Models and results

In mdatools, any method for data analysis, such as PCA, PLS regression, DD-SIMCA classification and so on, can create two types of objects — a model and a result. Every time you build a model you get a model object. Every time you apply the model to a dataset you get a result object. Thus for PCA, the objects have classes pca and pcares correspondingly.

Each object includes a list with object’s properties (e.g. loadings for model, scores and explained variance for result) and provides a number of methods for visualization and exploration.

Model calibration

Let’s see how this works using a simple example — People data. We already used this data when we were playing with plots, it consists of 32 objects (persons from Scandinavian and Mediterranean countries, 16 male and 16 female) and 12 variables (height, weight, shoesize, annual income, beer and wine consumption and so on). More information about the data can be found using ?people. We will first load the data matrix:

library(mdatools)
data(people)

Now let’s calibrate the model:

m = pca(people, 7, scale = TRUE, info = "People PCA model")
m = selectCompNum(m, 5)

Here pca is a function that builds (calibrates, fits, trains) a PCA model and returns the model object. In terms of programming we can call function pca() a constructor of pca model object. The constructor has one mandatory argument — matrix or data frame with data values. Other arguments are optional as they all have default values. In this case we use three additional arguments: 7 is the maximum number of components, scale = TRUE tells that data values should be standardized (centering is a default option) and info adds a short text with information about the model which can be shown later.

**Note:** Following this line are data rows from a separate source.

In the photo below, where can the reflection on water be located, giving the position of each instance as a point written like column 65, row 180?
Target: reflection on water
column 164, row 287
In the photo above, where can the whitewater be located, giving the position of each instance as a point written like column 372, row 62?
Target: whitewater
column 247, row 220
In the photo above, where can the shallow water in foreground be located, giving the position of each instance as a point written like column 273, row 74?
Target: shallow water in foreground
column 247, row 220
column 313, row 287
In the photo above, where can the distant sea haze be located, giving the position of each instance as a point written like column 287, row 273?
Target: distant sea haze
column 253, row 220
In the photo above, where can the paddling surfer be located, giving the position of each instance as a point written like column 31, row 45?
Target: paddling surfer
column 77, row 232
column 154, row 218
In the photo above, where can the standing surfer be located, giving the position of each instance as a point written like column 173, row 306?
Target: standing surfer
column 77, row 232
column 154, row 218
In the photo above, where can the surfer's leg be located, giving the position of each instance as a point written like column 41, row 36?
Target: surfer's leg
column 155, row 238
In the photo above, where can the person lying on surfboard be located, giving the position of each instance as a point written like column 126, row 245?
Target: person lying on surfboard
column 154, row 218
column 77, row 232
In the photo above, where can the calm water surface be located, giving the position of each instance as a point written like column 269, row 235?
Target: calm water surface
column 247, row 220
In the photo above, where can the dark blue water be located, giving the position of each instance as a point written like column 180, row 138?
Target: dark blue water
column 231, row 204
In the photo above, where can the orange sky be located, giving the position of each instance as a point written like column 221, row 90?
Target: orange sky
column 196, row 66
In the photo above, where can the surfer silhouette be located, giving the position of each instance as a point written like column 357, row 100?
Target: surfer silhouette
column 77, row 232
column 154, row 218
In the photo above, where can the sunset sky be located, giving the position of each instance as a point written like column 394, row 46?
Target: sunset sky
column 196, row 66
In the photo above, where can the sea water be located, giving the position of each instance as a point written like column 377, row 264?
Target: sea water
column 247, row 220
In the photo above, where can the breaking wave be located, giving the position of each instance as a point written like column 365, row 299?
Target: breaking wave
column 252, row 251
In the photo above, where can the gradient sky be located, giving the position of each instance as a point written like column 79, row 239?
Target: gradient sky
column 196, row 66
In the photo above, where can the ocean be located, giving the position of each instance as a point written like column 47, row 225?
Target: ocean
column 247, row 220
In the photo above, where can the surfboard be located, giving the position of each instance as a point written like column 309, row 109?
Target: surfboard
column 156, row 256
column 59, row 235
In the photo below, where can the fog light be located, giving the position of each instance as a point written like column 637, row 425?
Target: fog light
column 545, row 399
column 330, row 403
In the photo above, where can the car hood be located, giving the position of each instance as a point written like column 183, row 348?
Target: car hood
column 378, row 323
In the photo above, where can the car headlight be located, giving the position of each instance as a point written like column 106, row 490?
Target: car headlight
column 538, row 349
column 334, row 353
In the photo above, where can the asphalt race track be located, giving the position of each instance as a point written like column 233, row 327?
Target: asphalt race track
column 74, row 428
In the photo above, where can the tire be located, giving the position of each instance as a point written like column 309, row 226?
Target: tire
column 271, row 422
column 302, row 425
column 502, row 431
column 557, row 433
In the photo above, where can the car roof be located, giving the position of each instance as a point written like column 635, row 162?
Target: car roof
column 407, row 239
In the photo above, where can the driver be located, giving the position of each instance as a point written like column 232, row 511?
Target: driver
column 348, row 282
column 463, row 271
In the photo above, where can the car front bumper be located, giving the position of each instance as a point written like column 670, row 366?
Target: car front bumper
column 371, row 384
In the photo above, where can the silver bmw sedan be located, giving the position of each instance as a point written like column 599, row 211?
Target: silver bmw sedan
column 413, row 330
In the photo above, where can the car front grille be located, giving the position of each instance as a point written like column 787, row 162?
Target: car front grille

Here people and 7 are positional arguments, meaning their role is defined by their position. Thus pca() function always expects that the first argument is data matrix or data frame and the second argument is the number of components. So if you swap them, you will get an error. The other arguments in the example above are named arguments, meaning their role is defined by name and therefore they can be provided in any order. The full list of arguments for pca() function and their default values can be seen by running ?pca.

Function selectCompNum() sets an “optimal” number of components for the model. In our case we calibrate model with 7 principal components; however, e.g. after investigation of explained variance, we found that 5 components are optimal. In this case we have two choices. Either recalibrate the model using 5 components or use the model that is calibrated already but “tell” the model that 5 components is the optimal number. In this case the model will keep all results calculated for 7 components but will use optimal number of components when necessary. For example, when showing distance plot for the model.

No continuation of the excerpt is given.